First, the intrinsic carrier density $n_i$ of a pure semiconductor is given by the usual exponential formula $$ n_i = N_0 e^{-(E_g/q)/(2V_t)} $$

Here $N_0$ is a temperature-dependent factor, $E_g/q$ is the band-gap voltage (0.67V for Ge, 1.12V for Si), and $V_t$ is the thermal voltage $kT/q$, with $k=1.38\times10^{-23}$ Boltzmann's constant in Joules/Kelvin, $q=1.602\times10^{-19}$ the electron charge in Coulombs, and $T$ the temperature in Kelvin. At $T=300\,\mathrm K$, $V_t=25.8$ mV.

Besides depending on temperature, $N_0$ also depends on the material. Backing out values at $T=300\,\mathrm K$:

• Germanium ($n_i=2.50\times10^{13}/\mathrm{cm}^3$): $N_0=1.07\times10^{19}/\mathrm{cm}^3$
• Silicon ($n_i=1.50\times10^{10}/\mathrm{cm}^3$): $N_0=3.86\times10^{19}/\mathrm{cm}^3$

So it's not much of a constant. Carrying on regardless...

Second, the contact potential $\phi$ of a p-n junction is determined by balancing the opposing current flows of drift (from the electric field that produces $\phi$) and diffusion (from charge carrier density gradients). The result is: $$ \phi = V_t \ln \left( \frac{N_a N_d}{n_i^2} \right)= V_t \left( \ln{\frac{N_a}{n_i}} + \ln{\frac{N_d}{n_i}} \right) $$

Substituting for the intrinsic carrier density $n_i$ from our first result, we find: $$ \phi = \frac{E_g}{q} - V_t \left( \ln{\frac{N_0}{N_a}} + \ln{\frac{N_0}{N_d}} \right) $$

For typical doping levels $N_a=3.29\times10^{19}/\mathrm{cm}^3$ , $N_d=1.60\times10^{15}/\mathrm{cm}^3$, the contact potential is about 0.3V smaller than the band gap voltage.

Answer 3

The answers above all overcomplicate the problem. The reason there is a turn on voltage is because $Vt$ is $1/40 V$, so if there is a $25mV$ change in diode voltage the diode conducts more than twice as much.

This implies many things,

first that the plot of the diode "exponential" response is effectively like a brick wall.

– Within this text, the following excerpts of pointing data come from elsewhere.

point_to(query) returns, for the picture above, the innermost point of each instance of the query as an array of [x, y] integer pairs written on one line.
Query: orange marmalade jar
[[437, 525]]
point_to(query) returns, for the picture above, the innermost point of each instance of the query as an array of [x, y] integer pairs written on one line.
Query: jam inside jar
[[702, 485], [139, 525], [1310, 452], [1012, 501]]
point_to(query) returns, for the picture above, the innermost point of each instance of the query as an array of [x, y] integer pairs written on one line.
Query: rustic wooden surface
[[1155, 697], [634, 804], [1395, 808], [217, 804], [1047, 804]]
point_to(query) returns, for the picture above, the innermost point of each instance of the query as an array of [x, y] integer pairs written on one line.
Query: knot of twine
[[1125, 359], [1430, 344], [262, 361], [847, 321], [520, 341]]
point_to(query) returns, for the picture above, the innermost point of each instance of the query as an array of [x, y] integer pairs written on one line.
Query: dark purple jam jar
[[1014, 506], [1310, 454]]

Second the diode, when on, is not (cannot be) current limiting. The resistor is.

Third the Is of the diode sets the turn on voltage irregardless of what Is depends on (In fact Is can be a constant). This can be seen if you plot the solution of a diode in series with a resistor: You can move that resistor value around all you want (that's the intersection of the R I-V curve with the y-axis), or even the value of the voltage source (the intersection with the x-axis), but the turn on voltage will stay roughly the same. The current on the other hand varies widely.

However, change the value of the diode's Is, and the solution's voltage will change drastically. The current, however, will stay roughly the same.

Therefore, if the diode is in the on state, the resistor limits the current and the diode has a set voltage drop!

Finally, Ge diodes have different values of Vd because their Is is different.

Answer 4

By inverting the Shockley equation of the diode, you can easily obtain the forward voltage drop as a function of the current:

$$V_D(I) \approx \frac{kT}{e} \,ln \frac{I}{I_0}.$$

The "turn-on voltage" idea is just a rough simplification of this equation to make the calculations easier in diode modelling, but it doesn't have any physical meaning. It is possible because the logarithm present in the formula makes the changes in $V_D$ with $I$ very small. But still, to have a better description of the diode, the value of the turn-on voltage would require to be changed according to the current range of the particular calculation or simulation in which it is used.

However, the voltage forward drop $V_D$ does have some relation with the bandgap. Because the saturation current $I_0$ depends also on the bandgap:

$$I_0 = A \, e^{ -{E_\text{gap}}/{kT} },$$

semiconductors with higher bandgaps tend to have higher forward drops. But, of course, many other material parameters (and also temperature) contribute to shape the saturation current.